I got a new bunny over a week ago and im terrible at naming!! I want somethine unique.. any ideas?

His personality is friendly, relaxed, he love being pet above nose he will sit on your lap all night as long as you keep petting him. he loves to explore too! he's very curious and trys to steal whatever im eating.

Hes a tan colored mini lop with some spotches of gray.


----------



## alyssars1 (Aug 27, 2012)

last picture of him falling asleep  loves being pet!


----------



## Alee C. (Aug 28, 2012)

Oh my god he is soo cute. 
Here are some names i like: 
Ace
Atlas
Dodge
Chico
Lexington
Oliver
Pheonix
Link
He looks kinda like a chico to me:wink


----------



## Hyatt101 (Aug 28, 2012)

He is soo cute! I like Oliver, and you could call him Ollie!


----------



## lauratunes12 (Aug 29, 2012)

He looks like me! My mommies were going to name me Romeo if I was a boy, because when they got me they couldn't really tell. But because it looks like he likes to sleep, his name can be Sleepy!


----------



## qtipthebun (Aug 31, 2012)

If he were my boyfriend, I'd wanna call him Butterscotch.

-Qtip


----------



## LakeCondo (Aug 31, 2012)

Red, Rusty, Sir Naps-a-lot, Christopher Columbus, Rob the Robber


----------



## alyssars1 (Sep 2, 2012)

Oh I like Ollie!! Here's some better picture of him... he has already gotten bigger though!


----------



## Hyatt101 (Sep 2, 2012)

Are you going to name him ollie? I think he looks just like an ollie!


----------



## Mariah (Sep 2, 2012)

As soon as I saw the picture I thought his name should be Oliver!
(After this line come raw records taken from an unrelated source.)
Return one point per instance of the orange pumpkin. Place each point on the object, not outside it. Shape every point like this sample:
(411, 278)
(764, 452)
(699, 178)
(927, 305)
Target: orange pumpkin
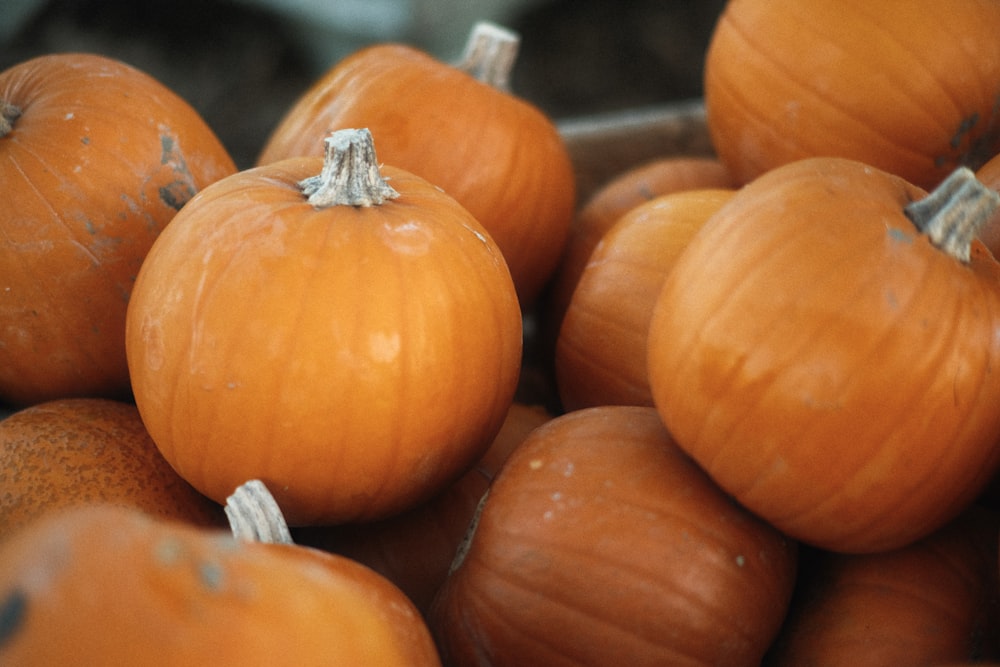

I see other people think the same thing!


----------



## Samara (Sep 3, 2012)

He looks like a Compass to me!


----------



## Ryan Ron (Sep 3, 2012)

I will prefer you Shinu,Trophy and remun for your cute bunny.You know I have a rabbit named shijo,but too aggressive,he bite me one day,what I do,I can't understand as I have First time nourish rabbit.Please let me know to change his behavior.

pet drugs online


----------



## CosmosMomma (Sep 10, 2012)

I think he looks like a hopscotch  Don't ask me why, just when I saw his face I thought "hopscotch"  That's how I picked Cosmo's name.


----------